MPP has evolved because traditional computing paradigms (indexes, distributed data sets, etc.) did not provide acceptable response times on massive tables. Massively Parallel Processing (MPP) Shared-nothing Database technologies have become the standard platform for Data Science-oriented analysis of Big Data sets. In MPP databases, data is partitioned (logically distributed) across multiple processing servers (computational nodes), with each server having its own dedicated memory to process data locally.
Communication between processing servers is usually controlled by a master host and occurs over a network interconnect. There is no disk sharing or memory contention, hence the name, ‘shared-nothing’.
Consider now a number of commodity hardware servers, all lined up in a row and controlled via a host. Each is sent part of the query to run against this segmented or distributed trillion-row table.

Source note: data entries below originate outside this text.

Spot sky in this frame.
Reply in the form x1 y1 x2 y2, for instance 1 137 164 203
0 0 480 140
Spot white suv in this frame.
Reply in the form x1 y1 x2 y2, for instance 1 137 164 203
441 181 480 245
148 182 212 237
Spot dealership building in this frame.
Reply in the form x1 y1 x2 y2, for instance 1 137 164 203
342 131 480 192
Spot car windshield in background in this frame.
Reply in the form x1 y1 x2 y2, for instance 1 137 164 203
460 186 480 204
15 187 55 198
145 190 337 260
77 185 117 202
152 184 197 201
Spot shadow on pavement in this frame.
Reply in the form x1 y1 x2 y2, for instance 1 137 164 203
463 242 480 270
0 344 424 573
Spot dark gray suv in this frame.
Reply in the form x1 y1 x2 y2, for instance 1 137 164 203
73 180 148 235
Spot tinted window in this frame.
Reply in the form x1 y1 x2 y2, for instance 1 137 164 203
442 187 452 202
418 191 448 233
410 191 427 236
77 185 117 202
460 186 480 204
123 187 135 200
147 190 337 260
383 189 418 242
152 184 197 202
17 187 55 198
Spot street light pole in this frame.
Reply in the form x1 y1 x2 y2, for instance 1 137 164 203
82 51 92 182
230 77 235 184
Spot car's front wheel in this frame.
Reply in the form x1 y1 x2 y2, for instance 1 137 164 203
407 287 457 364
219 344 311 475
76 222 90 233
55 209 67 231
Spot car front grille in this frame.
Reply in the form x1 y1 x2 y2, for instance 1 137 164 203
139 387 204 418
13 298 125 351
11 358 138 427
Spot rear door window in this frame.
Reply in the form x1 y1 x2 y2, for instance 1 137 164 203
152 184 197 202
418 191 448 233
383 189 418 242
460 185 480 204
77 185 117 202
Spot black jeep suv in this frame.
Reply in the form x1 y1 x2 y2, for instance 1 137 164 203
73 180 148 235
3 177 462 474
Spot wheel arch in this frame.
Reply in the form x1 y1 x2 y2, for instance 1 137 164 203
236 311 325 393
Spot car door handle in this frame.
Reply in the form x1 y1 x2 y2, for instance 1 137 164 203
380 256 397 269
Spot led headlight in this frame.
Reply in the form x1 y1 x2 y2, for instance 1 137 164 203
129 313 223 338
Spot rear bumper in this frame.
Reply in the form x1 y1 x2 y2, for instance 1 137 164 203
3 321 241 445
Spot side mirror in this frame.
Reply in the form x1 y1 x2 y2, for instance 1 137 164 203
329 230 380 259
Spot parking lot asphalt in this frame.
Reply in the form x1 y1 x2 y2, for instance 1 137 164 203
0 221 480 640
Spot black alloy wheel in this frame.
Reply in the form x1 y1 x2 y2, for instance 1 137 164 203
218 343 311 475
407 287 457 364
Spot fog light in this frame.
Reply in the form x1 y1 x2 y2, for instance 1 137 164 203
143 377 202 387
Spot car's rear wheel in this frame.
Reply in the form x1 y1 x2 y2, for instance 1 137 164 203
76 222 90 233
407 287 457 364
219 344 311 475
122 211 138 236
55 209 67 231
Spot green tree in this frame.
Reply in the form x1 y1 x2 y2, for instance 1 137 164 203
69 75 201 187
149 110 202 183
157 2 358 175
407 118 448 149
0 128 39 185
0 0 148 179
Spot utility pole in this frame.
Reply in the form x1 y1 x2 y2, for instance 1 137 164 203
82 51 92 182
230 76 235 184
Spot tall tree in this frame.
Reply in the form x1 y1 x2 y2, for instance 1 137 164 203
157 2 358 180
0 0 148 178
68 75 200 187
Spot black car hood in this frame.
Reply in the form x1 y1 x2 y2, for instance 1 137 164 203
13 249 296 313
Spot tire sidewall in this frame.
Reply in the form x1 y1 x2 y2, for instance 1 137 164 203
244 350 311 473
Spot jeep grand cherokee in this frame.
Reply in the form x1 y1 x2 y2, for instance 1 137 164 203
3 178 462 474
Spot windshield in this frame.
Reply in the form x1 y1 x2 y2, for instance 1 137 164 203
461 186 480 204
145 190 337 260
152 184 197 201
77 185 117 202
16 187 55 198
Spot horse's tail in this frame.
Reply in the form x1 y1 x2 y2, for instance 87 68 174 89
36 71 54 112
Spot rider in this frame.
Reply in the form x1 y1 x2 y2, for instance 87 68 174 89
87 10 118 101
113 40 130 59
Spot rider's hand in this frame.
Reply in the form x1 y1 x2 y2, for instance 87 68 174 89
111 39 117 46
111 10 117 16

This type of computing architecture is linearly scalable, which adds to the appeal for data scientist and Big Data users requiring a scalable platform to incorporate growth. This technology also enabled in-database analytical functions – the ability to execute analytical functions (like K-means Clustering, Regression, etc.) at the processor level. Distribution of workload to the processor level greatly speeds up analytical queries – thereby fueling innovation in Data Science.
A system that automatically distributes data and parallelizes query workloads across all available (localized) hardware is the optimum solution for Big Data analytics.
MPP makes it easy to expand the parallelism of hundreds or thousands of cores across an ever-growing pool of machines. A massively parallel, shared-nothing architecture fully uses each core, with linear scalability and increased processing performance on large data sets.
In-Database Algorithms: An in-database algorithm uses the principle that each of the processors in a MPP Shared-nothing platform can run queries independently, so a new form of analytics processing could be accomplished by providing mathematical and statistical functions at the computing node level. Opensource libraries of scalable in-database algorithms for machine learning, statistics, and other analytical tasks were designed both for in-and out-of-core execution, and for the shared-nothing parallelism offered by modern parallel database engines, ensuring that computation is done close to the data. By moving the computation closer to the data, the computing time is dramatically reduced for complex algorithms (such as K-means Clustering, Logistic or Linear regression, Mann-Whitney U Test, Conjugate Gradient, Cohort Analysis, etc.).